Lu Kang gave orders that: Zhang Xian reinforce Jiangling's defences; Sun Zun (孫遵), the Commandant of Gong'an County, patrol the south river bank and resist Yang Hu; and Liu Lü (留慮) and Zhu Wan (朱琬) guard against Xu Yin's attacks. He led three armies to hold off Yang Zhao with the aid of the defensive structures they had constructed earlier. However, Lu Kang's subordinates Zhu Qiao (朱喬) and Yu Zan (俞贊) defected to Yang Zhao's side. Lu Kang knew that Yu Zan was aware of the mutinous tribal soldiers in his army and may inform Yang Zhao about this weakness. Hence, that night, Lu Kang immediately replaced the tribal soldiers with other veteran soldiers whom he trusted more. The following day, as Lu Kang expected, Yang Zhao concentrated his attacks on the unit in Lu Kang's army which used to be made up of tribal soldiers, without knowing that they had been replaced. Lu Kang ordered his archers to retaliate, raining arrows on the enemy and inflicting heavy casualties.

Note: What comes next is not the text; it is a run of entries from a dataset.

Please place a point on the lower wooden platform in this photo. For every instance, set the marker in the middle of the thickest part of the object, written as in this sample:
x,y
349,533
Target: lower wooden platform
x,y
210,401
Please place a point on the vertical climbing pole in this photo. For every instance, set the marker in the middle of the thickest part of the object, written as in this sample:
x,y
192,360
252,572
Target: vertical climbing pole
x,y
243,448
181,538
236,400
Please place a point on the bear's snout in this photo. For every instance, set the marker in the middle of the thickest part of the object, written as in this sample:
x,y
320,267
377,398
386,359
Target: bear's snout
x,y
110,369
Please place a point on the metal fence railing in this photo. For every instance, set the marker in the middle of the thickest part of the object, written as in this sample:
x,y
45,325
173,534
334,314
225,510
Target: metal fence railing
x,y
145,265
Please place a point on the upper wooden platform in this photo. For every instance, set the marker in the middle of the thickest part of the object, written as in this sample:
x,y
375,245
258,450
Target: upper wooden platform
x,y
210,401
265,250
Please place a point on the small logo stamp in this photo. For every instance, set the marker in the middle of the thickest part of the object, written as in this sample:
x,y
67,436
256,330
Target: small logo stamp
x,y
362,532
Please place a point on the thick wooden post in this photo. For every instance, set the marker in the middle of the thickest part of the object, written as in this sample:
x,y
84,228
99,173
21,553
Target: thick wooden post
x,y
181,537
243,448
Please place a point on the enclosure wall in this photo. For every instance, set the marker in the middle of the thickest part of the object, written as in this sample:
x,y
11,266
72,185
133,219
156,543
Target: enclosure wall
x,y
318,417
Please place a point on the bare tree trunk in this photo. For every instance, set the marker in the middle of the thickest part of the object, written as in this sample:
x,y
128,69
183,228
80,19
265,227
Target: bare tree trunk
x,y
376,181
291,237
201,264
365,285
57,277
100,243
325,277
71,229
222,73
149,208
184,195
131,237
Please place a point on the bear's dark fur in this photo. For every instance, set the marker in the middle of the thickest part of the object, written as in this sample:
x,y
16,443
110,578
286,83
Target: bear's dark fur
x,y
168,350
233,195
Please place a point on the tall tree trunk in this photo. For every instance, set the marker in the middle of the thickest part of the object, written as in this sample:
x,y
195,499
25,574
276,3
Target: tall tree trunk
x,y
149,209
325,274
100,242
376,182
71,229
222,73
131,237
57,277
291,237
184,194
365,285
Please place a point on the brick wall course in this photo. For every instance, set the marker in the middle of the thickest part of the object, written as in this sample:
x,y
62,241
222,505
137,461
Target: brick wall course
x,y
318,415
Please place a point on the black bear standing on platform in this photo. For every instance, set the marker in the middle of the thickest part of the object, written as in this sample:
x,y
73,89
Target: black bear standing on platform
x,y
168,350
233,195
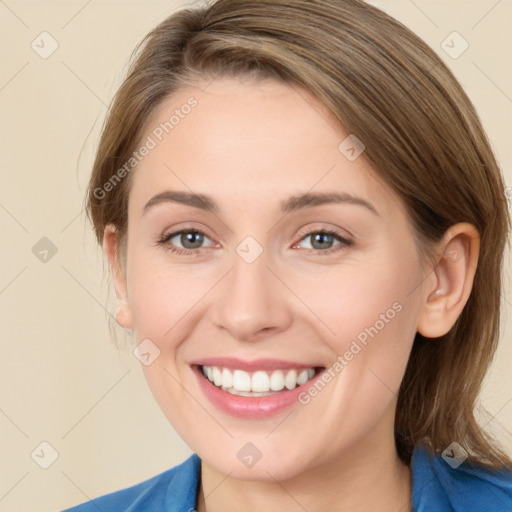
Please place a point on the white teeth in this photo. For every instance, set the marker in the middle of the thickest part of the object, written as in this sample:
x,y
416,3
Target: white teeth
x,y
241,381
277,380
227,378
290,381
259,383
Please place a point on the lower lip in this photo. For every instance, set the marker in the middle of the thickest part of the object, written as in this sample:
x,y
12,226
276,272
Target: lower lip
x,y
250,407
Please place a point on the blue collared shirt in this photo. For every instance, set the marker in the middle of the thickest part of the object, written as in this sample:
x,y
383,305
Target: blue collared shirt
x,y
436,487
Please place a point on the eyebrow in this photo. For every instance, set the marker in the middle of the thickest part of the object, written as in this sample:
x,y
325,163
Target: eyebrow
x,y
293,203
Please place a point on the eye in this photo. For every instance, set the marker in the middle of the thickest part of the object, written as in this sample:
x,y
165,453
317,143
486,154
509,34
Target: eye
x,y
322,240
190,239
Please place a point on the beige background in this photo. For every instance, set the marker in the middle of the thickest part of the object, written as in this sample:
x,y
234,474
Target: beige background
x,y
62,381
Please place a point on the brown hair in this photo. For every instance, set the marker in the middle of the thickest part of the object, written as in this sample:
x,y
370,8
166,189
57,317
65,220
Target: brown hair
x,y
422,136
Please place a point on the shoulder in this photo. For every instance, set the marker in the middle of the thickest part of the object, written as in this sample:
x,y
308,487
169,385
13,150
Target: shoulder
x,y
445,484
172,490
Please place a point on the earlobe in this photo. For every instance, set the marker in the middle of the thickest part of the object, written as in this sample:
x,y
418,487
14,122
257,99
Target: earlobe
x,y
123,313
449,287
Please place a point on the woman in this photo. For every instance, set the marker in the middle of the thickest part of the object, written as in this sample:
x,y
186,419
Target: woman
x,y
305,225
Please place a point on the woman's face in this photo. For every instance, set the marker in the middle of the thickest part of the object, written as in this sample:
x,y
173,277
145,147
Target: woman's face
x,y
259,298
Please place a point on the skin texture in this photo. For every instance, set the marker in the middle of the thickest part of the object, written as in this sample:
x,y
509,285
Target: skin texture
x,y
250,145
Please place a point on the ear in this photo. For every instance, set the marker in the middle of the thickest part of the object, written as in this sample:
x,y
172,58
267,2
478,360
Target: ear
x,y
449,285
110,246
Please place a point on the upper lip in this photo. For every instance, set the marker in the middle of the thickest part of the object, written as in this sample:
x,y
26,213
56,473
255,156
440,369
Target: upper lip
x,y
252,365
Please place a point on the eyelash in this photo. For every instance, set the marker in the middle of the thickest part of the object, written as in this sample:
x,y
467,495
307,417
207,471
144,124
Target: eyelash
x,y
344,242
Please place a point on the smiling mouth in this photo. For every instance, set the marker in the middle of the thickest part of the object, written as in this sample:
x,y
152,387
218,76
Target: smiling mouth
x,y
258,383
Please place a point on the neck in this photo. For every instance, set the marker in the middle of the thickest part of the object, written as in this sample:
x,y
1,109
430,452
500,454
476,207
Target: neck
x,y
373,478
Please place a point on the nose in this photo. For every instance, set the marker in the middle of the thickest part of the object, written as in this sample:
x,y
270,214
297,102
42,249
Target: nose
x,y
252,303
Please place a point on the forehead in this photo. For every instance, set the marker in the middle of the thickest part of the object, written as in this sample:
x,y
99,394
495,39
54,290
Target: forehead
x,y
237,140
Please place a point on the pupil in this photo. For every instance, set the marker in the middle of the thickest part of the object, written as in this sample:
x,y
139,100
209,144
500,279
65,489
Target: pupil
x,y
320,237
193,237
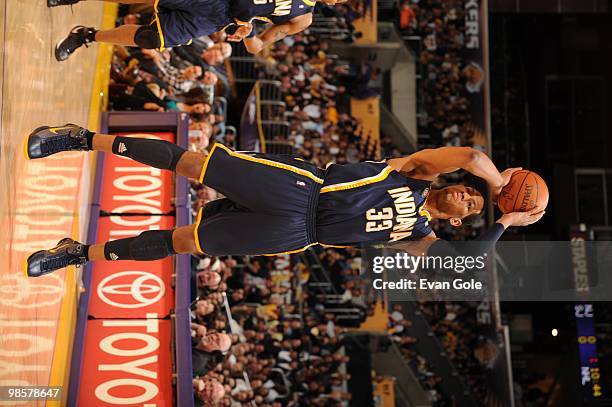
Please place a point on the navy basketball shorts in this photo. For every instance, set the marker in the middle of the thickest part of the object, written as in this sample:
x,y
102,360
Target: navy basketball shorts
x,y
269,206
179,21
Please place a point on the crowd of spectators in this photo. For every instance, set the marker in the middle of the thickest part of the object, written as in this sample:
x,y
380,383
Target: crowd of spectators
x,y
447,80
259,335
190,79
316,88
259,339
447,77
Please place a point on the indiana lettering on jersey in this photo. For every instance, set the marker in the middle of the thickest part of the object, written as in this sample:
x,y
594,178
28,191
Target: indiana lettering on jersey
x,y
401,218
281,7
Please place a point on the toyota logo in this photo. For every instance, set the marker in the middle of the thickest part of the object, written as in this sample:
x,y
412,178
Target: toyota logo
x,y
145,289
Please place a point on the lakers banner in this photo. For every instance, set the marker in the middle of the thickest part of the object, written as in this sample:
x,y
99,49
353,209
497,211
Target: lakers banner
x,y
475,71
491,350
128,362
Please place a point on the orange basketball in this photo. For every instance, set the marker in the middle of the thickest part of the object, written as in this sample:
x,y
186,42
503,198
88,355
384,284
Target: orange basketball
x,y
525,191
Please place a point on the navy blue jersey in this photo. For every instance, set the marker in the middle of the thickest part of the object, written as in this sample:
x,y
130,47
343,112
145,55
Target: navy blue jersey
x,y
369,203
270,11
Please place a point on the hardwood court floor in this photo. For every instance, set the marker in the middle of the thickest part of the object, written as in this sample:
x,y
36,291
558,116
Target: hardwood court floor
x,y
39,199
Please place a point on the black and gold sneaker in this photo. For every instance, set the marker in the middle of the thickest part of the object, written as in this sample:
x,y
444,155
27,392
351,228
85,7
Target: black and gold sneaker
x,y
78,37
45,140
68,252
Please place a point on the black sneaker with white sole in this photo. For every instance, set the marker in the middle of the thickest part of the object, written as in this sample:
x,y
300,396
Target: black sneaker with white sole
x,y
67,252
78,37
46,140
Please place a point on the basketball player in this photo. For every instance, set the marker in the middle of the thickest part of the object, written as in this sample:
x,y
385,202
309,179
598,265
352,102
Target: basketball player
x,y
177,22
279,204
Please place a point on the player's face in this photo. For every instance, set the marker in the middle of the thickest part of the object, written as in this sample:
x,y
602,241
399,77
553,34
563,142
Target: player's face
x,y
459,201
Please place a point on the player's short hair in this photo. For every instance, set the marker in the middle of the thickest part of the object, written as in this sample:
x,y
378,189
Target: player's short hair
x,y
481,186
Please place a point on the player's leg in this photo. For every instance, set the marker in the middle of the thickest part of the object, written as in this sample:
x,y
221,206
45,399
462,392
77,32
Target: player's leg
x,y
45,141
55,3
132,35
149,245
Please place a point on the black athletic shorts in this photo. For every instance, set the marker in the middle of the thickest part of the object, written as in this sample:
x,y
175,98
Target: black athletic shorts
x,y
270,204
179,21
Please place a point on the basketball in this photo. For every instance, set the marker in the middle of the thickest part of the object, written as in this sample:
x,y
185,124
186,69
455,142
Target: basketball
x,y
525,191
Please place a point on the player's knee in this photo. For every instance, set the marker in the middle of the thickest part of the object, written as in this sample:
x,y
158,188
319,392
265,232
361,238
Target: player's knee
x,y
152,245
147,37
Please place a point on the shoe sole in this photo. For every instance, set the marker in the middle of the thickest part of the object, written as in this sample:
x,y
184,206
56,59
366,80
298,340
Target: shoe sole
x,y
25,142
59,43
27,260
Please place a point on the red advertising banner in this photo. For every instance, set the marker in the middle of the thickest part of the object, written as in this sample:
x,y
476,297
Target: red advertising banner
x,y
131,289
128,363
131,187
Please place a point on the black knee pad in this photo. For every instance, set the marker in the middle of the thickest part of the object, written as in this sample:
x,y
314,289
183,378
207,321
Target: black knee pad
x,y
147,37
156,153
152,245
149,245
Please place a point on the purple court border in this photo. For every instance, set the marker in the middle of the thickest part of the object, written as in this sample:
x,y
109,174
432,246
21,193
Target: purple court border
x,y
126,121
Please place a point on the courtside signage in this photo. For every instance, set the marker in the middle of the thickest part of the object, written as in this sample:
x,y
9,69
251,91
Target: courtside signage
x,y
128,363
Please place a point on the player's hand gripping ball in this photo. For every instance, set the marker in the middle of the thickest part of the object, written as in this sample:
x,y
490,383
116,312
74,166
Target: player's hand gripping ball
x,y
524,191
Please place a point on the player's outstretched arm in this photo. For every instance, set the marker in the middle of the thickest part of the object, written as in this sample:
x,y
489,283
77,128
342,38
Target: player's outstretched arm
x,y
277,32
430,163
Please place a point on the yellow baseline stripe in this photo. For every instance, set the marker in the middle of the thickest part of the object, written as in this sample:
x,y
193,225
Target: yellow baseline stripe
x,y
425,213
271,163
60,367
159,30
205,166
333,246
195,231
262,138
358,183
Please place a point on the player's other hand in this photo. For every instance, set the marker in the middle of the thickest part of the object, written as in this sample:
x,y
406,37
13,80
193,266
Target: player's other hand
x,y
522,218
241,33
506,175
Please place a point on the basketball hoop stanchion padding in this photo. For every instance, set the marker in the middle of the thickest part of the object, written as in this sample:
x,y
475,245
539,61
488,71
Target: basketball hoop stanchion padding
x,y
81,386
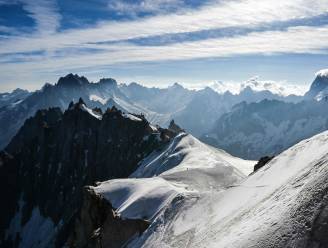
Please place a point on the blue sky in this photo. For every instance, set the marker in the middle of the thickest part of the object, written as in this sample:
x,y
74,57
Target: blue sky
x,y
159,42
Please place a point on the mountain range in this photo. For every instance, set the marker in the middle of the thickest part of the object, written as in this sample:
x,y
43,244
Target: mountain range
x,y
97,173
268,127
195,110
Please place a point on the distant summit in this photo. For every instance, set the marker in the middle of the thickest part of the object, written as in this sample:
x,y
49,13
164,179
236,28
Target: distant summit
x,y
72,80
319,87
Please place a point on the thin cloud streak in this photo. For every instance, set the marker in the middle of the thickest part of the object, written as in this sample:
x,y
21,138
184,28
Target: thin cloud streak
x,y
220,15
312,40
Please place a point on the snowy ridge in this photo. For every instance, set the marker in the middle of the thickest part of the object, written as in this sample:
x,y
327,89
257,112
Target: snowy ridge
x,y
278,88
322,73
275,207
184,167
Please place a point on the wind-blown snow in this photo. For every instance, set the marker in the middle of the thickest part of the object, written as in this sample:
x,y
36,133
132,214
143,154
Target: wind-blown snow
x,y
138,198
186,166
272,208
132,117
322,73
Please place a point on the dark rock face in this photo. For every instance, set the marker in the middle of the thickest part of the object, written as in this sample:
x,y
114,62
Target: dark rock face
x,y
99,226
263,161
67,89
55,154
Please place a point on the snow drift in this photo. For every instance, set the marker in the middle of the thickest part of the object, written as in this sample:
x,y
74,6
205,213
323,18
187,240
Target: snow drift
x,y
283,204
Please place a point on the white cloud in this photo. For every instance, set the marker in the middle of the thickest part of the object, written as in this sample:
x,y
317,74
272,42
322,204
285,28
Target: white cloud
x,y
45,14
294,40
223,14
281,88
152,6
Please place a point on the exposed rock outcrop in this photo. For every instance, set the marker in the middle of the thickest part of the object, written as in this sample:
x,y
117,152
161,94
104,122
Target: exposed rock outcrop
x,y
99,226
263,161
54,155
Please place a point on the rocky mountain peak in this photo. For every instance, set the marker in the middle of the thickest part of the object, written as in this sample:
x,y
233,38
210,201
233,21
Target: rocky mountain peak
x,y
54,155
108,81
72,80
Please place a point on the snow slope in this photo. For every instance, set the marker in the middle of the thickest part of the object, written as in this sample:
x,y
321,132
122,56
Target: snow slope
x,y
184,167
284,204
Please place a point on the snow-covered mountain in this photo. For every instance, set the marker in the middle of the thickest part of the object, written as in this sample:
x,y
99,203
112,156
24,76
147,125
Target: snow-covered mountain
x,y
45,167
195,110
13,98
266,128
273,89
319,88
204,200
183,169
253,130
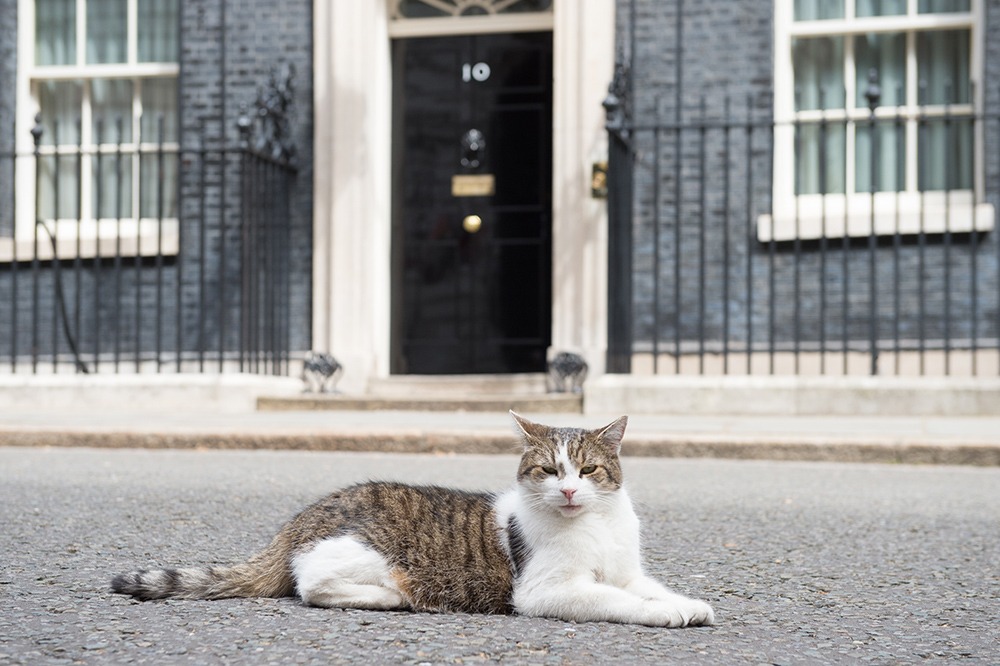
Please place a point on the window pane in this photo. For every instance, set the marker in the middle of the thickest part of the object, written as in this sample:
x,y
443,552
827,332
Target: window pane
x,y
820,164
112,188
55,32
819,73
879,8
65,199
886,54
890,157
814,10
154,180
157,30
107,31
59,103
159,100
527,6
111,99
945,154
942,6
943,66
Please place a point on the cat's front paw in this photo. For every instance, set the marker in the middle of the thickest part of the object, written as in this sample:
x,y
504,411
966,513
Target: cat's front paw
x,y
680,612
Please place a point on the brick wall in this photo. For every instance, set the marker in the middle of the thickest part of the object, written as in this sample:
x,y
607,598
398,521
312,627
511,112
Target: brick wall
x,y
727,54
260,35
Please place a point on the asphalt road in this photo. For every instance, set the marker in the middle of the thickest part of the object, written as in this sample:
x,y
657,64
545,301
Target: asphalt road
x,y
805,563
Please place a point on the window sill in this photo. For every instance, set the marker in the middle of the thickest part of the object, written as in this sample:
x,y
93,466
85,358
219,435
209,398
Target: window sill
x,y
146,241
818,216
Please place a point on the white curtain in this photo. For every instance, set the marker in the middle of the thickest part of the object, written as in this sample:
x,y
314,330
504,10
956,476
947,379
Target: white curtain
x,y
55,32
879,8
816,10
159,100
943,66
107,31
819,73
111,102
939,6
886,54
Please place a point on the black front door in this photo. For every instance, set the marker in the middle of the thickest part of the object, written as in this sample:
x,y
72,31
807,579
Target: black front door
x,y
472,203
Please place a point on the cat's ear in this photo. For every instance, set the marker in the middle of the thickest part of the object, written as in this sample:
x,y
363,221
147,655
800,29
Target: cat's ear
x,y
529,430
611,435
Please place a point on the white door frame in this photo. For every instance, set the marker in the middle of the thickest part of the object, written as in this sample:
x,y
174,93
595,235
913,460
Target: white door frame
x,y
352,175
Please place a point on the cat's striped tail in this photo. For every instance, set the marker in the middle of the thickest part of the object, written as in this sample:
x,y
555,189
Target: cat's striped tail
x,y
267,574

After about a month, Yang Zhao failed to overcome Lu Kang, so he withdrew his army on one night. Lu Kang wanted to pursue the enemy but he was worried that Bu Chan (who was still inside Xiling) might use the opportunity to attack him from behind, and he did not have enough troops with him. He then ordered his men to beat the drums and pretend to prepare to attack Yang Zhao's retreating forces. When Yang Zhao's men saw that, they were so terrified that they abandoned their armour and equipment and fled. Lu Kang sent a small group of lightly armed soldiers to pursue Yang Zhao and they inflicted a crushing defeat on the enemy. Yang Hu and the other Jin generals withdrew their armies after receiving news of Yang Zhao's defeat. Lu Kang then attacked and conquered Xiling. Bu Chan, along with his family and high-ranking officers, were executed for treason, while the others, numbering over 10,000, were pardoned after Lu Kang requested the Wu court. Lu Kang then had Xiling's fortifications repaired before returning east to Lexiang (樂鄉; east of present-day Songzi, Hubei).

== Aftermath ==
After Lu Kang returned to Lexiang, he was promoted to Protectorate General. Meanwhile, Yang Hu was demoted to General Who Pacifies the South, while Yang Zhao was made a commoner. For the next few years, Yang Hu shifted his focus to winning Wu's hearts by having him and his soldiers conduct themselves more respectfully towards their enemies. Historical records tell of an uncanny friendship between Yang Hu and Lu Kang after their battle at Xiling. Following Lu Kang's death in 274, Yang Hu began strongly advocating for Jin to carry out the conquest of Wu, which began five years later in 279.

The battle is briefly mentioned in chapter 120 of Luo Guanzhong's 14th century historical novel, Romance of the Three Kingdoms.